Leading US crypto exchange, Coinbase, continues its move into Asia by opening office in Japan, courting its lucrative – but tightly policed – crypto market.
Nao Kitazawa, whose CV includes a stint as an investment banker with Morgan Stanley, will soon become the new CEO of crypto exchange Coinbase’s Japanese operation, as the US concern attempts to achieve compliance with regulations in the country. Doing so will open up Coinbase’s operations to one of the more lucrative zones of the world cryptocurrency market, and forms part of what the company describes as “big plans” for the next year – according to Finance Magnets.

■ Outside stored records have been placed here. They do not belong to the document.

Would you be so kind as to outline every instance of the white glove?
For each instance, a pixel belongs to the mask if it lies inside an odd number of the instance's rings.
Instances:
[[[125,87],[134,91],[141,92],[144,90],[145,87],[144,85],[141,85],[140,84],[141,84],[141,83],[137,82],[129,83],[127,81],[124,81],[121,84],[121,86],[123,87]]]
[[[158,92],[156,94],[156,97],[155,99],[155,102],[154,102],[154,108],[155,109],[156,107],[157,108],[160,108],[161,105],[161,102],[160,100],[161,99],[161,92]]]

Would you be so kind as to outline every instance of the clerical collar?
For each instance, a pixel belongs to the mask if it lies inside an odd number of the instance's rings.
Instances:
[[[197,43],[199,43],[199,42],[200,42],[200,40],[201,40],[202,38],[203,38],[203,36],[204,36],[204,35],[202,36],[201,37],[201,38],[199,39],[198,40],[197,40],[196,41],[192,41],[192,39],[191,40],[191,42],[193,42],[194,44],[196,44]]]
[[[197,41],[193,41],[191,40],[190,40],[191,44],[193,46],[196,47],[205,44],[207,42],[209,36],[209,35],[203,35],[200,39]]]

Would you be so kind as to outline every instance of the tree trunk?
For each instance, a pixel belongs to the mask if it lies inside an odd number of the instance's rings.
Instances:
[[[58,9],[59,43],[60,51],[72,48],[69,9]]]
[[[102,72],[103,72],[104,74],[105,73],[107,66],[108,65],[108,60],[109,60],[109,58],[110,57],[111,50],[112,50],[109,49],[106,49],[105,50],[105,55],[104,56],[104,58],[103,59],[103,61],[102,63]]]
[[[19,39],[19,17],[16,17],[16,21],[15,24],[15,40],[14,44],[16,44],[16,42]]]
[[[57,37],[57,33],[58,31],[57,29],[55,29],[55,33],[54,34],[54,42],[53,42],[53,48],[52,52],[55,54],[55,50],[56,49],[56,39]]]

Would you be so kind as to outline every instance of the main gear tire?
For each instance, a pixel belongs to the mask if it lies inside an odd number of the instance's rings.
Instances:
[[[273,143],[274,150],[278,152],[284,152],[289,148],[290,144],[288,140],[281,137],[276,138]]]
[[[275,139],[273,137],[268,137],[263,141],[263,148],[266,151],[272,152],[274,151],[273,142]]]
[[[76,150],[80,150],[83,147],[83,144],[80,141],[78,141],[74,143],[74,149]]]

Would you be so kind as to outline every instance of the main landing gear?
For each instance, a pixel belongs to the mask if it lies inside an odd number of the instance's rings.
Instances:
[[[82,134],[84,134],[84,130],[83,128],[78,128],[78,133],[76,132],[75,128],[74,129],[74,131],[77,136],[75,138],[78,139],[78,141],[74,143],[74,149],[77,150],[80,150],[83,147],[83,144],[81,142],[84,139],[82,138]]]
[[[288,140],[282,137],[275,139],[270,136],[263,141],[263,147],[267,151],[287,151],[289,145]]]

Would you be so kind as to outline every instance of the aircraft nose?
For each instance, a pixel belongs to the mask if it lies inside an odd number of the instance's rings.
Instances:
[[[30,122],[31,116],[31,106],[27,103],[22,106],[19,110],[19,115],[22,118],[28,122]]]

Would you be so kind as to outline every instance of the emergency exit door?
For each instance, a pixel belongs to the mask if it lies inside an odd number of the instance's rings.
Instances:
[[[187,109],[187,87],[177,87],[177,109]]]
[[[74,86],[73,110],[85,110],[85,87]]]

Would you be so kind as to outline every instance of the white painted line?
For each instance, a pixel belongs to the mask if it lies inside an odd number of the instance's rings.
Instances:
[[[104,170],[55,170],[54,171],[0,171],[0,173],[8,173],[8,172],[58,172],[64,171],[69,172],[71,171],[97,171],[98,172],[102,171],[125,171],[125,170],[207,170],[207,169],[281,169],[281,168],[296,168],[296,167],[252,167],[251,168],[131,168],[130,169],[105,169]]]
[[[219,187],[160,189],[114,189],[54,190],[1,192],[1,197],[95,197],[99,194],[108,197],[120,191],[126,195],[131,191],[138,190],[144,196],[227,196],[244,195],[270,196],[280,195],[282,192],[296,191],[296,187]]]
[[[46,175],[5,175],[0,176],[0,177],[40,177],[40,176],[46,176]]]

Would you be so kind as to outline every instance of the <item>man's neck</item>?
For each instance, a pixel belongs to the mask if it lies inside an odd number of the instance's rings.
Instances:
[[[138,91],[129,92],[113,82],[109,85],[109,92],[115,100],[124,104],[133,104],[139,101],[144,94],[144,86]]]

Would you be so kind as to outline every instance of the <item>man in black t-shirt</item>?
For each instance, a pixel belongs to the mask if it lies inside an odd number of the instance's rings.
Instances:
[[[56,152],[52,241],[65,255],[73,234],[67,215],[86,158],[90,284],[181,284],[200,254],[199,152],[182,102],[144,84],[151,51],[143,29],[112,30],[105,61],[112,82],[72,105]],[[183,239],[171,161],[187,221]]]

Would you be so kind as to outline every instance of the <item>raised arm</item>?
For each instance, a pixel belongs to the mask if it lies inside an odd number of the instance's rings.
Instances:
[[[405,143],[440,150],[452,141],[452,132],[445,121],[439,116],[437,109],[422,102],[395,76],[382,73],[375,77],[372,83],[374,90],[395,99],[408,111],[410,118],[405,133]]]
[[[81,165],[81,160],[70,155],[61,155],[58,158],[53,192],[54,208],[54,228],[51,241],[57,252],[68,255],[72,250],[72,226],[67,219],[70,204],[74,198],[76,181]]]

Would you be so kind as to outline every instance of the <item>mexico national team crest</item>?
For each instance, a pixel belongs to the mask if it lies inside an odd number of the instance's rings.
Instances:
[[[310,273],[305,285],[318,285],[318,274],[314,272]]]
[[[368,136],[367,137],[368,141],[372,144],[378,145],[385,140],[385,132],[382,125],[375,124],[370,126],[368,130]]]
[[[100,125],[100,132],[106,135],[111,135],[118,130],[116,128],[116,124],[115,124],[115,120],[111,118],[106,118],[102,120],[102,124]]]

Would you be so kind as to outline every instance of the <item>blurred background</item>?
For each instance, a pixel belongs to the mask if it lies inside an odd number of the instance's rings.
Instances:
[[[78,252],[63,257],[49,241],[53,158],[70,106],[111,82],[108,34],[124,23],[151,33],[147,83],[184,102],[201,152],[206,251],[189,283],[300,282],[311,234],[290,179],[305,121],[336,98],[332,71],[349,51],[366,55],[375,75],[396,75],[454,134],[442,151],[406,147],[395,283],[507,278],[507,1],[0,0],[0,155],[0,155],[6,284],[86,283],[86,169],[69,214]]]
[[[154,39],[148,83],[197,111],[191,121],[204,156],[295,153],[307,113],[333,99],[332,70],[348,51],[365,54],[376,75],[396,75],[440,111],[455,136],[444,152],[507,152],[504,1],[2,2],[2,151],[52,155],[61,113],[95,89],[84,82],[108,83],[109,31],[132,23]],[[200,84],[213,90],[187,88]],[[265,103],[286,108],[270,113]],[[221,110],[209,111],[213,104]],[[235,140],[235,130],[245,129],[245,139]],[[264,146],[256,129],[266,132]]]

Operating in Japan will require registration with the Japan’s Financial Services Agency, a task that has become considerably tougher in the wake of the Coincheck affair, that saw over $500m-worth of NEM cryptocurrency stolen, and the generally increased appetite for policing the sector in the somewhat crypto-obsessed country. Japan, however, has been somewhat progressive in its wish to bring the sector under its authorities’ regulatory wing – rather than looking to make life difficult for exchanges to operate, as per China and India, it simply seeks to ensure that exchanges are held to the same high standards as other financial institutions. This oversight, however, has left some unable or unwilling to operate in the country – though may end up being a catalyst for wider participation in cryptocurrency by established financial players, and increased confidence among consumers.

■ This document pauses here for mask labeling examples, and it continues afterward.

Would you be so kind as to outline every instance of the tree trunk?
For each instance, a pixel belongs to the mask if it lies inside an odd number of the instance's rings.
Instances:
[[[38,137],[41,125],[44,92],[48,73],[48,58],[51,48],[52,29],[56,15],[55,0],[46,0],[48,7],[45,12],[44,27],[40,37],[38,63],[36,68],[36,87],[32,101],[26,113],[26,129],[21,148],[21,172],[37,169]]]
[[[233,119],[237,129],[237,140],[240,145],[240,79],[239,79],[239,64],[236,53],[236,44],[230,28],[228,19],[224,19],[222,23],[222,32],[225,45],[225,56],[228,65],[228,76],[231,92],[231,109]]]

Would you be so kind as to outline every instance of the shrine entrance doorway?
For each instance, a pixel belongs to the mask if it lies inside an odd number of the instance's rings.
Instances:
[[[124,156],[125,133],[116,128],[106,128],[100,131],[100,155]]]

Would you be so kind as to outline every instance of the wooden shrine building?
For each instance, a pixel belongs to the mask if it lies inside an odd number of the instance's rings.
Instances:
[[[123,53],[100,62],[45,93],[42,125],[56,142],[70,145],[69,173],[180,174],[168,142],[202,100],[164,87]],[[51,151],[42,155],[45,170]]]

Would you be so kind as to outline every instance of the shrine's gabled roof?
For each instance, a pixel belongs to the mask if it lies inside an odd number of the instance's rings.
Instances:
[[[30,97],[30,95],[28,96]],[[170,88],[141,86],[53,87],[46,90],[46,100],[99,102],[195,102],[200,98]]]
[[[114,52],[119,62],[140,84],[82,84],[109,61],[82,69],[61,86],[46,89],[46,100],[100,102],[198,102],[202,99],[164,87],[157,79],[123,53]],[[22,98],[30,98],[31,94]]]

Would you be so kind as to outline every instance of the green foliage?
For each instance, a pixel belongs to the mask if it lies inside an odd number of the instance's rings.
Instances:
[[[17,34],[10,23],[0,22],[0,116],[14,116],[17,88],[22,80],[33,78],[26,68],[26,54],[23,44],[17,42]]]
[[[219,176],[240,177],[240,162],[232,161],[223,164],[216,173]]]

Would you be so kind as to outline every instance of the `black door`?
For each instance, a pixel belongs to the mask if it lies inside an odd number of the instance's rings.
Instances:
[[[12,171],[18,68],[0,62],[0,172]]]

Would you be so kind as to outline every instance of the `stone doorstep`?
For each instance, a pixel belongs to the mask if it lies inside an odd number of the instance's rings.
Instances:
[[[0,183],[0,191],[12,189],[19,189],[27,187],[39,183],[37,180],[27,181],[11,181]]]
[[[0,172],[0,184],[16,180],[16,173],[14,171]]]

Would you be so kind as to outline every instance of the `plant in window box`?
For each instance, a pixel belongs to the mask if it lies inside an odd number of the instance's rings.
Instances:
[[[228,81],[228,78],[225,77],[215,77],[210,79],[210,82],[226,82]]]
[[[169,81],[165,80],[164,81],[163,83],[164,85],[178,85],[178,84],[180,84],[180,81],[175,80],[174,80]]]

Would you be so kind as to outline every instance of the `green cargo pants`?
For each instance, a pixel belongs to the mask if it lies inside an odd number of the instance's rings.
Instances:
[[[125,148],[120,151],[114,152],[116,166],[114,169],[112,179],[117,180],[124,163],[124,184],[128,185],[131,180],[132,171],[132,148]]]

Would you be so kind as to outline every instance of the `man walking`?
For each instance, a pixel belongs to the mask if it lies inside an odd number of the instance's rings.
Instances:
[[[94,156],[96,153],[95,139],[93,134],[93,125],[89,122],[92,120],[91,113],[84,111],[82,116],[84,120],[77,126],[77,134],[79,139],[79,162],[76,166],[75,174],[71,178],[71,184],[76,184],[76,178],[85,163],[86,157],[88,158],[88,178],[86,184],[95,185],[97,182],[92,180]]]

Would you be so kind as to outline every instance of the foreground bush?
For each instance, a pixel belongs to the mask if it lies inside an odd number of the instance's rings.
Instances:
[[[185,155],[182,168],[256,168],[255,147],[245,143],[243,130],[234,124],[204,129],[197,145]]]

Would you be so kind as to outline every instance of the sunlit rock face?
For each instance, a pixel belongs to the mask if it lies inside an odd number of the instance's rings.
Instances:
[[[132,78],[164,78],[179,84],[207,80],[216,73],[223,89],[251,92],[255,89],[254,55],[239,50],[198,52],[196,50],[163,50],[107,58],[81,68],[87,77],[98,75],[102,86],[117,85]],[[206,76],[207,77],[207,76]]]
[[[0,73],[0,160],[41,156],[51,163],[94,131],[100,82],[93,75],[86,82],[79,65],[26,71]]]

In a statement, Coinbase said: “As in other markets, we plan to take a deliberate approach to our rollout in Japan, which means working hand-in-hand with the Japanese FSA to ensure compliance with local laws at every stage. Nao’s passion for cryptocurrency combined with his extensive background provides Coinbase with a great foundation to successfully push into the largest cryptocurrency market in the world. As a regulated, compliant crypto company in the U.S., we will focus on building that same level trust with new customers in Japan.”